By being compact, JAR files can better meet their goal of minimizing the storage space and transfer times associated with Java applets and their resources. Part of the compactness of JAR files is attributable to their support for compression, which can greatly reduce the size of applet resources. Platform independence is a crucial requirement because Java applets are expected to run on a wide range of systems. Unicode support is important so that there is consistency regarding textual information stored in JAR file headers. Finally, the JAR file format must be extensible so that new features such as code signing can be easily incorporated. For more information on the JAR file format, check out JavaSoft's JAR File Format Specification Web site at http://www.javasoft.com/security/codesign/jar-format.html.

Note
The JAR file format is slated to be included in the upcoming 1.1 release of Java. Java 1.1 will not only include built-in support for JAR files, but also an API for working with and managing JAR files.

Summary

In this chapter, you broke away from the programming aspects of Java and learned about some new technologies that are based on the Java framework. Although these technologies may not directly impact your Java development efforts in the immediate future, they will no doubt play a significant role in Java reaching maturity as a technology with widespread application.

You began the chapter by learning about JavaOS, which is a new operating system based entirely on the Java virtual machine.
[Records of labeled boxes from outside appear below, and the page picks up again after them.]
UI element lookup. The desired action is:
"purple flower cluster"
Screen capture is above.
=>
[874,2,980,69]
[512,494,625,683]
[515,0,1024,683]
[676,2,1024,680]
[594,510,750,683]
You followed this up with a look at the new Java microprocessors, which aim to be the first physical Java implementation on silicon. You finished up the chapter by learning about the JAR file format, which provides a means to combine an applet and all its resources into one compact file.

Hopefully, this chapter has sparked your interest in some of the applications of Java beyond the traditional programming areas. If you're still hungry for more applied Java, Chapter 48, "Serving the Net with Jeeves," delves into a new Java Internet server technology called Jeeves.